Chronique Diables au paradis de Franco Di Mare

  • Franco Di Mare
  • Traduit de l’italien par Marianne Faurobert
  • Coll. «Coll. « Policiers »»
  • Liana Levi
  • 27/09/2020
  • 288 p., 19 €

Pourquoi devient-on tueur pour la mafia napolitaine quand on est un brillant chercheur en philologie ? Parce que « corrompus, les meilleurs deviennent les pires. »
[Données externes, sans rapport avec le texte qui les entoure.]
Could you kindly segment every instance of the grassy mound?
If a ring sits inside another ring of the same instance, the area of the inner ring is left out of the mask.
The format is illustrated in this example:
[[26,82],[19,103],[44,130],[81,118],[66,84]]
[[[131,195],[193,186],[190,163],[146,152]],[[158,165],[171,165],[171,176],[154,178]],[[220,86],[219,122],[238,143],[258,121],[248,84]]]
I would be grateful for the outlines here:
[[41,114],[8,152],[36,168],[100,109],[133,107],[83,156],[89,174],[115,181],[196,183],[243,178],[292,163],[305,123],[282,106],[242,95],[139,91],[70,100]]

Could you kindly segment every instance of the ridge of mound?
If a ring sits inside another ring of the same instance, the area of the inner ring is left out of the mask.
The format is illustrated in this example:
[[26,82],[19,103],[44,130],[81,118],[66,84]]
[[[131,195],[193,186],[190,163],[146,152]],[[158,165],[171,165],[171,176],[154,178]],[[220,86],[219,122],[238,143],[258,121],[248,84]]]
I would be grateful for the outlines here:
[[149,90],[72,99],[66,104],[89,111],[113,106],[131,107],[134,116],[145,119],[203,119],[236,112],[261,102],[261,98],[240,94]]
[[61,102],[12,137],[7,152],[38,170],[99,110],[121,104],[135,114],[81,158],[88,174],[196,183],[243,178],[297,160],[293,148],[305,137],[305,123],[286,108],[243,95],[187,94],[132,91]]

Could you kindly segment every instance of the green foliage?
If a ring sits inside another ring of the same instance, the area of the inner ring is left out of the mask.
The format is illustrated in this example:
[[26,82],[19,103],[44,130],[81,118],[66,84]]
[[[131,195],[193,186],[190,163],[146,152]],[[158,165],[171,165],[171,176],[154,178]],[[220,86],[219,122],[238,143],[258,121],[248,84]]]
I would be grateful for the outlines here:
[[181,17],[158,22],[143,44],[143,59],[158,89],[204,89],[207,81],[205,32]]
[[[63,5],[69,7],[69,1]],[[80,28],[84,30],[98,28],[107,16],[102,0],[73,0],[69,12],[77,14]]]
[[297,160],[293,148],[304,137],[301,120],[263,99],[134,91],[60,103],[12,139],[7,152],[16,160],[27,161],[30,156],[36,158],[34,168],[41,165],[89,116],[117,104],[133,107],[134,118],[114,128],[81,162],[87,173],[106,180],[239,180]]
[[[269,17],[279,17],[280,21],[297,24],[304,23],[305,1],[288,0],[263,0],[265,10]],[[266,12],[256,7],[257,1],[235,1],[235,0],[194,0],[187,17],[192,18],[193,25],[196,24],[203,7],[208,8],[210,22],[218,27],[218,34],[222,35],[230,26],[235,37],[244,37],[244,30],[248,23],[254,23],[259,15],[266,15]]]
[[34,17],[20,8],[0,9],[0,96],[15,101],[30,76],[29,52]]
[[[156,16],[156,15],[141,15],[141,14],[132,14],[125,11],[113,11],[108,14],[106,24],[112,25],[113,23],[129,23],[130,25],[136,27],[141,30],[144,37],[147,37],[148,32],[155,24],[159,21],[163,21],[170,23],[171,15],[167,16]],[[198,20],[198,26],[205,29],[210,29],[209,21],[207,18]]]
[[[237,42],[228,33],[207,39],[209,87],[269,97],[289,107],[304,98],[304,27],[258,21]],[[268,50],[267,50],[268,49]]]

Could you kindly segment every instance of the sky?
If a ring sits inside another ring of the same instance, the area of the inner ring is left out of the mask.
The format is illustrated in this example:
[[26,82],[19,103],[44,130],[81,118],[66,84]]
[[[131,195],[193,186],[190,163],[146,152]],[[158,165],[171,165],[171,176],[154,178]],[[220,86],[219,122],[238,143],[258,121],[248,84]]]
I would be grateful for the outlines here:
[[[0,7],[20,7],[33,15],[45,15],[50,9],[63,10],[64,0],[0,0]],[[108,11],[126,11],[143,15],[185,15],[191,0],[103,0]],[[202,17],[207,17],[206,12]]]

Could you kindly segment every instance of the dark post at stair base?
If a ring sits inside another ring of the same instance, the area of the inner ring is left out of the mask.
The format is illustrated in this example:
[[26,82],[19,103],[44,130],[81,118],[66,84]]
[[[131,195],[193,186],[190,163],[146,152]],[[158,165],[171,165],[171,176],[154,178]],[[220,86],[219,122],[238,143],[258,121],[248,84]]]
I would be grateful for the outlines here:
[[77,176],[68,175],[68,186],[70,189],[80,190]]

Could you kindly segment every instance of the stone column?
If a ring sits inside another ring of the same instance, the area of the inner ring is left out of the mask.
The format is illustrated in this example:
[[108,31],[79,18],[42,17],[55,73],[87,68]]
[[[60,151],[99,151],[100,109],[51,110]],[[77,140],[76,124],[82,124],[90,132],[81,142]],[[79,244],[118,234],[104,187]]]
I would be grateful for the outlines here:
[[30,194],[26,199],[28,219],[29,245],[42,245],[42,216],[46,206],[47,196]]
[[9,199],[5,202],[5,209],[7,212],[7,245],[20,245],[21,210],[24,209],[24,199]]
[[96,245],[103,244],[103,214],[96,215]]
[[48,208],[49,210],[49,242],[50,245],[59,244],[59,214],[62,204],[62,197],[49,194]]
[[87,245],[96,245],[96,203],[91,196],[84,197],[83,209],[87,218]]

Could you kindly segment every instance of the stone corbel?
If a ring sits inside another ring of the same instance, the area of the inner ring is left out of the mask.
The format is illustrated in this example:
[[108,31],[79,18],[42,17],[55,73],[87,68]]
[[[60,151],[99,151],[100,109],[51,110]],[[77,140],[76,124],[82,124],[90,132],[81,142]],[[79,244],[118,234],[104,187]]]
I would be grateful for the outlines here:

À l’heure où Naples est plus connue pour ses problèmes de mafia et de règlements de compte que pour sa baie magnifique, Diables au paradis cristallise cette dualité entre beauté et horreur, entre lumière et ténèbres, entre bien et mal, entre vie et mort. Symbole de cette dualité, Carmine mène une double vie depuis que son rêve de devenir professeur a été anéanti par la malhonnêteté de son mentor. Côté lumière, il vit avec Lena à qui il a caché la vérité, ils sont amoureux et tentent de construire un avenir. Mais, côté ombre, il est devenu le bras armé de son ami d’enfance, chef d’un secteur mafieux. Autour d’eux, gravite une multitude de personnages secondaires dont les histoires singulières confèrent au roman de Franco Di Mare une impression de foisonnement subtil, miroir de la diversité du peuple napolitain, de ses errances et de ses fulgurances. Mais certains ont fait le choix de la vérité et de la justice, comme le journaliste Marco Di Matteo, qui va tenter de percer le mystère de ce tueur qui l’intrigue depuis qu’il a protégé le fils de l’homme qu’il était chargé d’exécuter. Autant chronique sociale que roman noir, Diables au paradis est un conte moderne où tout ne finit pas toujours bien.